Nazi politician Wilhelm Murr expressed the Nazis’ attitude toward their opponents: “We do not say an eye for an eye, a tooth for a tooth. No, he who knocks out one of our eyes will get his head chopped off, and he who knocks out one of our teeth will get his jaw bashed in.”1 According to Rudolf Diels, the chief of the political department of the Berlin police, that attitude could clearly be seen on city streets: “Not only Communists but anyone who had ever expressed himself against Hitler’s movement was in danger.”2
In order to intimidate, attack, or arrest their opponents, the Nazis employed their own paramilitary groups and secret police. A paramilitary group is an organized military-style force that is loyal to a political party or private organization instead of a government. Chief among these organizations were the SA (Sturmabteilung, which translates to “storm detachment”), the SS (Schutzstaffel, which translates to “protection squadron”), and the Gestapo (an acronym of the first letters of Geheime Staatspolizei, or “secret state police”).
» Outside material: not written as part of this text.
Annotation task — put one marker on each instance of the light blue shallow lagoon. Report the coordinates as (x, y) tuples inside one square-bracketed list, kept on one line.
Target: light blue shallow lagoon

The SA had been around almost as long as the Nazi Party itself. SA members were known as “storm troopers” or “Brown Shirts” (because of their brown uniforms). They marched and brawled in the streets, intimidating opponents of the Nazis, during the years of the Weimar Republic (see reading, Violence in the Streets in Chapter 4). Now that the Nazis were in charge, the SA continued to operate outside the law, and it encountered very little opposition in early 1933. Indeed, many people openly supported its efforts. In a short story, Christopher Isherwood, a British writer living in Berlin around this time, describes some Germans’ response to the storm troopers:
They smiled approvingly at these youngsters in their big, swaggering boots who were going to upset the Treaty of Versailles. They were pleased because it would soon be summer, because Hitler had promised to protect the small tradesmen, because their newspapers told them that the good times were coming. They were suddenly proud of being blond. And they thrilled with a furtive, sensual pleasure, like schoolboys, because the Jews, their business rivals, and the Marxists, a vaguely defined minority of people who didn’t concern them, had been satisfactorily found guilty of the defeat and the inflation and were going to catch it.3
The SS, too, had been created by the Nazis during the years of the Weimar Republic. At first, its members were Hitler’s personal bodyguards. Because he believed they were especially loyal to him, Hitler expanded the SS into the Nazi Party’s elite guard. Heinrich Himmler, as head of the SS, believed that its members ought to represent not only Germany’s military elite but also the nation’s “racial elite.” Each recruit was carefully screened, and each had to prove his family was “Aryan” dating back to at least 1750. Not only did every member of the SS have to pass the test but so did his prospective bride. The SS would grow to become one of the chief agents of terror and mass murder under the Nazi regime. The SS operated the concentration camp at Dachau that was opened in 1933, as well as the camps the Nazis built over the next 12 years. The SS also established an intelligence unit that spied on Germans and arrested, interrogated, and often imprisoned those they considered enemies of the nation.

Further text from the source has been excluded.